Why are Americans so ungrateful? As the spring of 1775 turned to summer, the great English essayist Samuel Johnson pondered this question. It had been more than a decade since the end of the French and Indian War, a long, bloody conflict that Britain had fought to save America from French rule.
The British, he wrote in his pamphlet Taxation No Tyranny, "begin to think it reasonable that they who flourish under the protection of our government should contribute something toward its expense".
The French and Indian War had been expensive. Britain, then ruling its colonies in eastern North America, had fought the war practically single-handedly. Though their lives and homes were at stake, Americans had barely participated: no army was raised by Americans to defend themselves. It was British officers and the British army who crossed the Atlantic to defend the American colonies on American soil, aided only by some American militiamen. When, having secured their freedom at an enormous price, the British asked the colonies to pay some of the debt in the form of taxes, Americans revolted.
Johnson wrote: "[A] war by which none but themselves were gainers, all that they can boast is that they did something for themselves, and did not wholly stand inactive, while the sons of Britain were fighting in their cause." A year after Johnson wrote his pamphlet America issued its Declaration of Independence.
In the wake of recent protests around the Arab region and the wider world, similar sentiments are being expressed in America about the Arabs. Why, so the argument runs, aren't they more grateful? Wasn't it, after all, the United States that freed Egypt and Libya from their despotic rulers?
This is an updated version of an argument that has surfaced repeatedly since the invasion of Iraq. Echoing Johnson's criticisms of Americans, right-wing commentators would ask why Iraqis were not more grateful for their "liberation", which had come at the cost of American lives.
Charges of ingratitude rest on several misunderstandings, the chief one being that a handful of protesters represent a whole country, or that protests in some countries represent the region or even an entire religion.
Indeed, this blindness looks both ways. The odd, badly dubbed film that spuriously sparked these protests was not the work of America as a state, merely the work of one American. That nation's representative, the US president, condemned it nonetheless. Ditto the death of the US ambassador to Libya: his murder was the work of individuals. Ordinary Libyans publicly mourned his death and Libya's political representatives apologised.
All of this is the reality of a turbulent relationship between two large, complex regions. Just as Americans need to understand Arabs, Arabs need to do the same for Americans. Charges of malicious intent by America are too easily believed in the region, and the beneficial uses of US military might (as in Libya) are too easily dismissed by reference to the negative (Iraq). The caricatures of extremists are tempting: if America is not the cesspit suggested by Salafists, the Middle East is not the cauldron painted by neocons.
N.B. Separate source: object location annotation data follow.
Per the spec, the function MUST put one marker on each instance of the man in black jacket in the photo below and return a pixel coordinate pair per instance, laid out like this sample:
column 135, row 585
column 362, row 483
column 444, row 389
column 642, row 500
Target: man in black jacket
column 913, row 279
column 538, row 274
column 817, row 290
Wider than that, though, is the fundamental misconception of history that suggests Arabs ought to be grateful for America's wars. The people of the Middle East understand, in the clearest possible way, that America did not fight those wars for them. When America fought in Afghanistan and Iraq, or before that in Lebanon, it fought on the soil of those countries but over the heads of the populace. America fights first for America's interests.
During the long years of Saddam Hussein's brutal rule in Iraq, the Americans never felt the need to "liberate" Iraqis. Indeed, it was America which assisted Saddam in his war against Iran.
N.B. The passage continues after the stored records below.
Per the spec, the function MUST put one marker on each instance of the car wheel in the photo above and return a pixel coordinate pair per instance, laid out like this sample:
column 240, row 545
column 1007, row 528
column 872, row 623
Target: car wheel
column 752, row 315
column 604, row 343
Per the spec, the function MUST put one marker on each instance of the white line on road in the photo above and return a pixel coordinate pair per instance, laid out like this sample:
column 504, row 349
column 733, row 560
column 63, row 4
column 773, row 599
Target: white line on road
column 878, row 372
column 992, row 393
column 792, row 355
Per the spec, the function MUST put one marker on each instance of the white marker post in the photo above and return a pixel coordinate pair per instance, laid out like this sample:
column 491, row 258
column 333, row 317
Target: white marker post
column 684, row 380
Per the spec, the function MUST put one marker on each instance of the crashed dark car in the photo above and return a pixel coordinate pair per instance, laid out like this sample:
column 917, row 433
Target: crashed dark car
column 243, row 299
Nor, for decades, was there any talk of liberating Egyptians from the tyranny of Hosni Mubarak. Quite the contrary: every political gambit was tried to keep him in place, until, with their blood and their souls, Egyptians pushed Mubarak out.
Arabs in the modern Middle East understand the same thing about America that Americans in the 18th century understood about Britain: the wars on their territory are about cold, raw power.
When Britain fought France in her long wars before America's independence, it did so for Britain alone. Cuddly talk of values and liberation - as used then by the British, as used now by the Americans - is hogwash. To answer Johnson, Americans in the 18th century would have pointed out they had nothing much to be grateful for. Britain was heavily taxing the colonies without allowing political representation because they did not believe America should decide its own destiny. Arabs today feel the same.
Even events that seem inexplicable become clearer in the light of historical context: Americans raised no army to fight the French not because they were cowards (as one British officer of the time put it) but because Britain's government had resisted an American request to do so. Britain was concerned that allowing Americans the freedom to raise and lead their own army would threaten its rule in the colonies. It was right. Johnson, when he reflected on the supposed ingratitude of Americans, ought to have remembered that freedom maintained by the guns of another is hardly freedom at all.